In the previous post, we discussed application of the oil based polyurethane, and some of the advantages of both it and the water based. But how do you apply the water based polyurethane so the finish will come out smooth? Here are some more great tips:
Application Of A Water-Based Version
Oil-based stains do not mix well with water-based polyurethanes. Therefore, if you are applying it over a stain, you will want to roughen up the surface that is stained prior to applying the water-based polyurethane. You can do this with some steel wool that is synthetic. Oil and water do not mix, so this process will assist the polyurethane with avoiding beading on the finish, similar to water droplets on a car that is freshly waxed.
Use a cloth, fine brush, or foam pad to apply a fine coat of polyurethane. To prevent raising the grain, do not work against the grain, work with it. Also, avoid using too much polyurethane.
Within two hours, the first coat should be dry. Then, apply a second coat. When using this application manner, one should not have to use sandpaper between coats like with the version that is oil-based. But you may have to apply 12 or more coats of the polyurethane that is water-based to get the same protection level.
You may have runs or drips when you apply polyurethane on a vertical surface. Be mindful of this when you apply the polyurethane. Use finer coats on these types of surfaces.
If you experience a run, it is possible for you to use sandpaper on the run, or you can remove it carefully with a sharp razor blade. Follow this by sanding in order to blend in the blemish.
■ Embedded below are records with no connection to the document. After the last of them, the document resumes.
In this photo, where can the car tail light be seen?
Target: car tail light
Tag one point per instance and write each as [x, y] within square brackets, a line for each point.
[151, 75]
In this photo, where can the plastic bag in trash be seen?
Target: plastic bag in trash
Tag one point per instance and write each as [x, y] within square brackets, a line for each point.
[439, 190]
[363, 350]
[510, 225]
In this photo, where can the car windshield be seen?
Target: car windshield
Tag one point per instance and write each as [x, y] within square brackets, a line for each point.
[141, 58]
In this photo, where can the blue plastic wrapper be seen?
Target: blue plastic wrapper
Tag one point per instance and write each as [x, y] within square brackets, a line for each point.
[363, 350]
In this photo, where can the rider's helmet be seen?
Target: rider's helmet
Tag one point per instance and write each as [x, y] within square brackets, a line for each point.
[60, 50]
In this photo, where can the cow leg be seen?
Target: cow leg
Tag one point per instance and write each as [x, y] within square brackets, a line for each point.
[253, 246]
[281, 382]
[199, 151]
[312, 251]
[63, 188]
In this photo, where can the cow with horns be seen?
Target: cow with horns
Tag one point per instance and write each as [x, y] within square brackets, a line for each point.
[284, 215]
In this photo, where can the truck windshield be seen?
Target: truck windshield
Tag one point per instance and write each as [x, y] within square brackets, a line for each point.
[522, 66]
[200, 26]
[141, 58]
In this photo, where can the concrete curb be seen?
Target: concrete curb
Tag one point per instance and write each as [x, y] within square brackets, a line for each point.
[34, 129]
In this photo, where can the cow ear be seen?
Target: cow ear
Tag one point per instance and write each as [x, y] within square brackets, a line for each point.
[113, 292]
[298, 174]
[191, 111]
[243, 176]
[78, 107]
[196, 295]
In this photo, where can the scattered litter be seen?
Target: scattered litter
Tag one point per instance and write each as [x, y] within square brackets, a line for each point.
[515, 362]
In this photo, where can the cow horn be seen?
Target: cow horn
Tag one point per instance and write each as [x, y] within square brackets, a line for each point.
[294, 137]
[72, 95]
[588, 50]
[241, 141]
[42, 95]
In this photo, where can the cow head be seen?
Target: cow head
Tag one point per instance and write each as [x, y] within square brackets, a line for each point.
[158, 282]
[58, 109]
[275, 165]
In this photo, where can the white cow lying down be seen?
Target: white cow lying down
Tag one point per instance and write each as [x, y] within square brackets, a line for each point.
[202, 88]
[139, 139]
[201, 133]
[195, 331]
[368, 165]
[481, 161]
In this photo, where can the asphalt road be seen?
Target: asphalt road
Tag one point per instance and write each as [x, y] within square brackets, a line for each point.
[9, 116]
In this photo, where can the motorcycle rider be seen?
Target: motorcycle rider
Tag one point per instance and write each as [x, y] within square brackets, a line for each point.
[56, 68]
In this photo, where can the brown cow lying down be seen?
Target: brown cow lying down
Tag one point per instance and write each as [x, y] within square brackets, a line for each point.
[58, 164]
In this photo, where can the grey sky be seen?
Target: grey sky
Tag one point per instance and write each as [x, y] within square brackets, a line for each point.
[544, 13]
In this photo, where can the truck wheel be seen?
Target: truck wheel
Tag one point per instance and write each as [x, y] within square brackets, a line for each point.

When you apply polyurethane, be are to always use different angles to view your surface. I like to apply it with a light shining nearby. By standing and seeing the shiny surface of the freshly applied polyurethane from the other side of the project at different angles, I can view areas that I may have missed completely or simply over-brushed. If you use this technique, it will help ensure you achieve consistent coverage.